GC Biopharma, a leading plasma-derived product manufacturer, announced new research evaluating the aggregation profiles, including molecular size distribution and particle size, in commercially available intravenous immunoglobulin (IVIG) products. The data will be presented at the 2026 National Home Infusion Association (NHIA) Annual Conference in Denver.

Why it matters

Protein aggregates in IVIG preparations can influence immunogenicity, stability, and infusion tolerability, underscoring the importance of controlling impurities and aggregation during IVIG manufacturing as global demand for these therapies continues to grow.

The details

The analysis showed that GC Biopharma's ALYGLO® IVIG product had an aggregation profile with a high percentage of monomers and dimers compared to low amounts of polymers and fragments, which may help inform product selection strategies aimed at reducing immunogenicity associated with protein aggregates.

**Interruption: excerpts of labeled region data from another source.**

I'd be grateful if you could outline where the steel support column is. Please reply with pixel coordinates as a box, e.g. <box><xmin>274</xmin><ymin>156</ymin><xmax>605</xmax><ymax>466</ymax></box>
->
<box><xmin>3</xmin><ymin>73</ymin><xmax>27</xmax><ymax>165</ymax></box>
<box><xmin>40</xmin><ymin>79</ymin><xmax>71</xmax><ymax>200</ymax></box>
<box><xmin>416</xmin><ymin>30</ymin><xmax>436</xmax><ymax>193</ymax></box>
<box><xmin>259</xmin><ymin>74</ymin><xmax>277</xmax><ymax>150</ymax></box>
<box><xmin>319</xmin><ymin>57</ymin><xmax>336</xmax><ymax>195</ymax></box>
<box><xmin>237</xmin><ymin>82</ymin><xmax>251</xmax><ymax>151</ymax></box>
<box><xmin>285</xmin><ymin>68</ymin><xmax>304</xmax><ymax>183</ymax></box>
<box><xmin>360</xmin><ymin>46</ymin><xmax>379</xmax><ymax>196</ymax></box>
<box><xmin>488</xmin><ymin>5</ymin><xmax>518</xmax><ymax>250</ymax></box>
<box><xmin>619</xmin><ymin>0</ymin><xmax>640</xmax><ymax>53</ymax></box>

  • The poster presentation will take place on Monday, April 20, 2026, from 1:00 p.m. to 2:30 p.m. at the NHIA Expo Hall.

The players

GC Biopharma USA

A leader in plasma-derived products and the US operations and distribution company of GC Biopharma, a biopharmaceutical company delivering lifesaving and life-sustaining protein therapeutics and vaccines for over 50 years.

ALYGLO®

A glycine-stabilized 10% immunoglobulin G (100 mg/mL) for intravenous infusion, manufactured from pooled human plasma and produced using an enhanced purification process to support control of plasma-derived impurities and protein aggregation.

Alan Huber, PharmD

Director of Medical Affairs at GC Biopharma USA.

Stacey Ness, PharmD, IgCP, CSP, MSCS, AAHIVP

Medical Science Liaison, Medical Affairs at GC Biopharma USA.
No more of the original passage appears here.